CHICAGO
08/02/2011 04:58 pm ET | Updated Oct 02, 2011

Ron Stephens, Veteran Conservative GOP Illinois State Rep, To Resign From Post

Illinois State Rep. Ron Stephens, a 27-year veteran of the state House of Representatives, announced Monday that he was resigning from the post immediately due to personal reasons.

The St. Louis Post-Dispatch reports that Stephens, who is 63 and represented Greenville as the state GOP's assistant minority leader, admitted that the new district map drawn by the state's Democratic Party was a factor that made his decision "a little easier." The redrawn map means Stephens would have face a fellow Republican incumbent representative, John Cavaletto (Salem) in a primary.

"I could run against Cavaletto, or run in the new district. Neither of those choices was palatable," Stephens told the Post-Dispatch.

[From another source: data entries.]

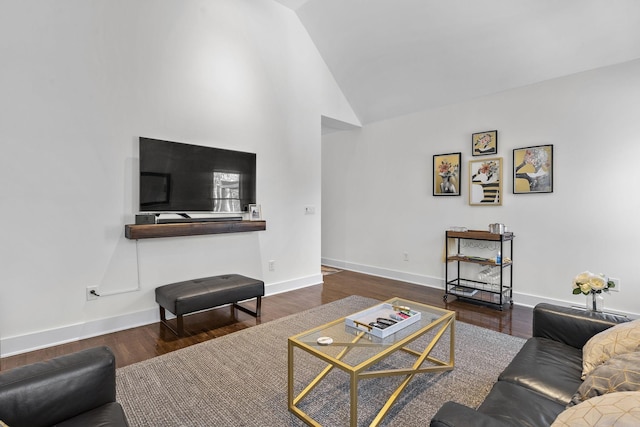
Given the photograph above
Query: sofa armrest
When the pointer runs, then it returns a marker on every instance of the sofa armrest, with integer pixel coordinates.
(46, 393)
(453, 414)
(571, 326)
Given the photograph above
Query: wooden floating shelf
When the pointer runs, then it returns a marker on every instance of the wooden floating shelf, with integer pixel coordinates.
(480, 235)
(149, 231)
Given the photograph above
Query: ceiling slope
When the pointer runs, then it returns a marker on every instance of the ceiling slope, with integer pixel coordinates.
(393, 58)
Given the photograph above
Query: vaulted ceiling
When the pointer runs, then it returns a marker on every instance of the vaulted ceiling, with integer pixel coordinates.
(396, 57)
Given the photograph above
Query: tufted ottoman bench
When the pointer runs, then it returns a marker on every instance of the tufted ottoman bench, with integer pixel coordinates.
(200, 294)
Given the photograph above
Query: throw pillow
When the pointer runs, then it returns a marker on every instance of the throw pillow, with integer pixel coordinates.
(611, 410)
(619, 339)
(620, 373)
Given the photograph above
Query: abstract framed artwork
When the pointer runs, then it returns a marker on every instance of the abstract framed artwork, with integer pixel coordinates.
(484, 143)
(485, 182)
(533, 169)
(446, 174)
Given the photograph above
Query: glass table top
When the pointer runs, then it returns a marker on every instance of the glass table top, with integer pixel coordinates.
(363, 346)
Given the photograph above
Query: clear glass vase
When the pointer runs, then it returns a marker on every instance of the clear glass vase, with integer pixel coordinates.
(595, 301)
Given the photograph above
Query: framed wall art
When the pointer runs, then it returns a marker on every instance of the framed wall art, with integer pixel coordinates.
(255, 213)
(533, 169)
(485, 182)
(484, 143)
(446, 174)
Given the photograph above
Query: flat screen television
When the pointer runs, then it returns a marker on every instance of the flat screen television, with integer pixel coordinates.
(183, 178)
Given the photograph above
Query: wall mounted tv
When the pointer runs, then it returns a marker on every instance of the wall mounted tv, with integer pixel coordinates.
(184, 178)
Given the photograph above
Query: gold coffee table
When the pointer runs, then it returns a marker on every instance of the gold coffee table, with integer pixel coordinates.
(354, 351)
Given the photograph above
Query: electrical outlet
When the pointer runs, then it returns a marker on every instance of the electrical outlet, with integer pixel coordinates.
(92, 293)
(616, 288)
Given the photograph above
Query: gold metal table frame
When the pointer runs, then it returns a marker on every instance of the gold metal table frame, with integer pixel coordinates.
(434, 319)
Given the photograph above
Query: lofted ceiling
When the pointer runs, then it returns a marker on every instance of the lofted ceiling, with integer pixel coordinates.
(396, 57)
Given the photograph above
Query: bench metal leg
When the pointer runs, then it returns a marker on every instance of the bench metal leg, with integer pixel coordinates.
(163, 319)
(249, 311)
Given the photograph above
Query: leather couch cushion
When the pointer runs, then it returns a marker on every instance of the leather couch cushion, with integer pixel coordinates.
(620, 373)
(620, 339)
(517, 406)
(547, 367)
(611, 410)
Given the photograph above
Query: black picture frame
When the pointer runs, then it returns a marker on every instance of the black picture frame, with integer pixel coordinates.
(447, 169)
(533, 169)
(484, 143)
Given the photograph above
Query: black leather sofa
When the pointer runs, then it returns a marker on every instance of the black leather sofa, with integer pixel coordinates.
(77, 389)
(540, 381)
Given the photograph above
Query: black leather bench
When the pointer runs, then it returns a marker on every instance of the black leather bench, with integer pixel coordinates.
(200, 294)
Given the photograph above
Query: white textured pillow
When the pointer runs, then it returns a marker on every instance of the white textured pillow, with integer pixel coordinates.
(610, 410)
(619, 339)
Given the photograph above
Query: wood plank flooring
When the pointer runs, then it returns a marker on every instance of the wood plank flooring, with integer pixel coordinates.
(144, 342)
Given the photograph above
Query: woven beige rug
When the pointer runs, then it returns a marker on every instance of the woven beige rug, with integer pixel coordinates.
(241, 379)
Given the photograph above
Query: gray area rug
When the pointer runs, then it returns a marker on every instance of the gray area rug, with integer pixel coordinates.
(241, 379)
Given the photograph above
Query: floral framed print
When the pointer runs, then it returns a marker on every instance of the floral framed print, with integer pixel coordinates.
(446, 174)
(533, 169)
(485, 182)
(484, 143)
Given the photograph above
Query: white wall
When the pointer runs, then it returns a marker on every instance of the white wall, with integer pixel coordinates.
(81, 81)
(377, 187)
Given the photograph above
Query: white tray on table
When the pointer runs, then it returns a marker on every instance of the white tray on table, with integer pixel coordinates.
(361, 320)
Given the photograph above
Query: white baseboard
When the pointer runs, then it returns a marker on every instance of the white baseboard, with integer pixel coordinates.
(11, 346)
(523, 299)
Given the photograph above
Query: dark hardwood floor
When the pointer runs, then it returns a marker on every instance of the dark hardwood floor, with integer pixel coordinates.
(144, 342)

Stephens' personal life had seen more than its fair share of trauma in recent years, including in his public admission, in 2001, that he was addicted to painkillers as a treatment for a Vietnam War injury, the Belleville News-Democrat reports. In 2004, he underwent treatment for prostate cancer. Last year, he was arrested when a Decatur police officer saw his car hit a curb. His blood-alcohol content was above the legal limit and he was sentenced to a year of court supervision.

Politically, Stephens' views veered sharply to the right (both socially and fiscally) on issues including abortion, taxes and marriage equality. In late 2010, during the House debate on the state's civil union bill, Stephens made a strange claim that he would vote against the measure because the acceptance of "open homosexuality" could lead to a decline in American civilization, following in the footsteps of the fallen Roman empire.

"I believe that if this should ever pass, the next bill will be legalizing marriage between members of the same sex," Stephens said. "And I just think that's wrong. You might think I'm wrong in thinking that ... just call me an old-fashioned traditionalist."

Of his political legacy, Stephens added to the Post-Dispatch: "I've been involved in a lot of legislation, but I probably spent as much time -- more time -- fighting bad ideas, standing up to Democrats from Chicago."

No word yet on who will fill Stephens' seat for the remainder of his term, which was due to end in January 2013.